The participants were told not to perform any kind of physical activity during the period of the tests, not to ingest food three hours before the tests or caffeine 24 hours before them. This control was performed with the aim to avoid interference in the collected variables. Moreover, the participants were familiarized with the Borg's scale (6-20).

The submaximal cardiopulmonary tests with progressive load increase performed in water and land-based environment were performed with the aim to determine the first ventilatory threshold in each of the situations. The tests order was random and the protocol consisted of one minute at 50rpm without load, with subsequent increase of 25 watts at every two minutes.
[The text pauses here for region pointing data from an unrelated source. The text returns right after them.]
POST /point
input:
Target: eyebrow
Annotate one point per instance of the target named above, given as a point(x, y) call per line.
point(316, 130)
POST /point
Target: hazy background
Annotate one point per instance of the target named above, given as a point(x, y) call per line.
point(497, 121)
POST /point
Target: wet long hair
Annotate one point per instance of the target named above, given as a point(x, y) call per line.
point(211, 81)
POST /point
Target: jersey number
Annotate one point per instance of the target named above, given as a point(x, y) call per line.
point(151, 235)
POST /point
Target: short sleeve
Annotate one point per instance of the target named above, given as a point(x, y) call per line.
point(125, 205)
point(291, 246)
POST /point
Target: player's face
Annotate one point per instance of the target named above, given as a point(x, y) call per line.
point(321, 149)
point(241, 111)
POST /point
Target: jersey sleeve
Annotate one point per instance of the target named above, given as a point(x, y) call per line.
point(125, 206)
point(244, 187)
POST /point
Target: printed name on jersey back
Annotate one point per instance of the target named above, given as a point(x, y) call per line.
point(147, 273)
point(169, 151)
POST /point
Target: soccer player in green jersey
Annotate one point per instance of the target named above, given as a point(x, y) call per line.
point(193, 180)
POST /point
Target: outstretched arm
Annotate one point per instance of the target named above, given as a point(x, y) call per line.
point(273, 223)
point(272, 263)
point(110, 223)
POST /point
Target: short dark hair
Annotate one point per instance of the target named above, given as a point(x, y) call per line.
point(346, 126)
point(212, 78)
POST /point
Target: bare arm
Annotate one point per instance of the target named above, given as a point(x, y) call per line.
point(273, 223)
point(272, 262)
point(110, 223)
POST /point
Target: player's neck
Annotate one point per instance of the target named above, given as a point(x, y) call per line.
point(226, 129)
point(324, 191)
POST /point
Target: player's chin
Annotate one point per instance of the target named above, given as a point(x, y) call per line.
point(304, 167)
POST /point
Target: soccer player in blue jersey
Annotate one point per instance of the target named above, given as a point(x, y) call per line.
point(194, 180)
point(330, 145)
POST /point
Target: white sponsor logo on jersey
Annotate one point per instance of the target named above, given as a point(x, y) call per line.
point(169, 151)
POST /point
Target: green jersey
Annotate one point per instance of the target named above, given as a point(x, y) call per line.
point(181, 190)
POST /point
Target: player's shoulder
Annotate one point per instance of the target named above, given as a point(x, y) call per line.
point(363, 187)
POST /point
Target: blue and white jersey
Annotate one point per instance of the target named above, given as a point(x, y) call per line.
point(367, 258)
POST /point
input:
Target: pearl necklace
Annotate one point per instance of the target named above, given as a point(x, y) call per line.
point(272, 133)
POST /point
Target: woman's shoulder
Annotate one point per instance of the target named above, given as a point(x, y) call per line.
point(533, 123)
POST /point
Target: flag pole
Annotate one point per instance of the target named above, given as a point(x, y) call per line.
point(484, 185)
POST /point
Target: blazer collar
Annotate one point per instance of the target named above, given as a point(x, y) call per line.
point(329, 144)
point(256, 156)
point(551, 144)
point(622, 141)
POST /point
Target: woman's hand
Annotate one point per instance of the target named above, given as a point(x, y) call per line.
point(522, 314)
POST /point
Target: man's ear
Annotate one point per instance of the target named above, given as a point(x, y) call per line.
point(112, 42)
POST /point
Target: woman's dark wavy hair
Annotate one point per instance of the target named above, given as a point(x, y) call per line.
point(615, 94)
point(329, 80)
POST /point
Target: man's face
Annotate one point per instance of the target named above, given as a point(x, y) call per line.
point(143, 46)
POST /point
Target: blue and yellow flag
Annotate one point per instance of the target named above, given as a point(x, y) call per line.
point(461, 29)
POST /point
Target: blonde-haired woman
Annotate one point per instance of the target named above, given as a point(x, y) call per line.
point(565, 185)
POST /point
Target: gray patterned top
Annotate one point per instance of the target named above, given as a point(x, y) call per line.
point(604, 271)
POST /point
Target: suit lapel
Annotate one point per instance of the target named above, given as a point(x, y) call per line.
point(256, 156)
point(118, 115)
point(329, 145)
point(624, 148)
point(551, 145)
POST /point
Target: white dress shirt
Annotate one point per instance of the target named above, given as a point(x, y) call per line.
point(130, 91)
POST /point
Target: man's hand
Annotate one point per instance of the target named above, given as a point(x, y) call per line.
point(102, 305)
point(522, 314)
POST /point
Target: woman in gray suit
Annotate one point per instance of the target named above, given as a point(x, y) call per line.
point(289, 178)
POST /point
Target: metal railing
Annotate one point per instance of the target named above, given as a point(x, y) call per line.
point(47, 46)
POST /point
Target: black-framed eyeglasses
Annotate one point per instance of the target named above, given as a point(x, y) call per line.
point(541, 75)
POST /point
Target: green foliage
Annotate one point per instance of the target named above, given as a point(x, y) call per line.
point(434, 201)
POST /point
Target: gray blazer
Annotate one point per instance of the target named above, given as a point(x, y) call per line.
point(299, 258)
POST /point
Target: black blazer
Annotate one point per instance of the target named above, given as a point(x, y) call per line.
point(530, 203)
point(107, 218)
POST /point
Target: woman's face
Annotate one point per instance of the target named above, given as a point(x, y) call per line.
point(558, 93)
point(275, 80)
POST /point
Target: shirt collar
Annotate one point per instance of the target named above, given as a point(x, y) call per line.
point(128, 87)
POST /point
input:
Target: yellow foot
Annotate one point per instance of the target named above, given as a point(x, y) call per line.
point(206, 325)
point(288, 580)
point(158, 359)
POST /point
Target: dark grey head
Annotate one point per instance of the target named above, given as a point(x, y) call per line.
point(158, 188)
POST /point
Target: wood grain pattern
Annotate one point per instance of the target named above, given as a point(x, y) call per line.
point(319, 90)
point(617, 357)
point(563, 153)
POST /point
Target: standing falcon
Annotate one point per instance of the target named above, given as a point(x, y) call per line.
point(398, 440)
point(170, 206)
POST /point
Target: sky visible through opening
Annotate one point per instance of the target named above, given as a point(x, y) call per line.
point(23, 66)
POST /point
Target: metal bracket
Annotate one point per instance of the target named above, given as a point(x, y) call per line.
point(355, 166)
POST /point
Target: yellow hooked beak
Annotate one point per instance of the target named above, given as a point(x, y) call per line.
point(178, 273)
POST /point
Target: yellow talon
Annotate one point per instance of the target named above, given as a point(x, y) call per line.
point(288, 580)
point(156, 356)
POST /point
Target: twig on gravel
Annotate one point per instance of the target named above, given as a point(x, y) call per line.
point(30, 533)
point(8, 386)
The test was interrupted when the first ventilatory threshold was identified. The tests had duration of six to 10 minutes, with two extra minutes to return to calmness without load still on cycle ergometer. The used protocol in the present study was adapted from Jovanovicet al.¹⁹. The first ventilatory threshold was identified by three experienced physiologists and was determined through the point at which the ventilatory equivalent to the oxygen (VE/O₂) systematically increased, without increase of the ventilatory equivalent to the carbon dioxide (VE/VCO₂)²⁰. The HR corresponding to the point in the water and land environment was used as target intensity in the continuous tests.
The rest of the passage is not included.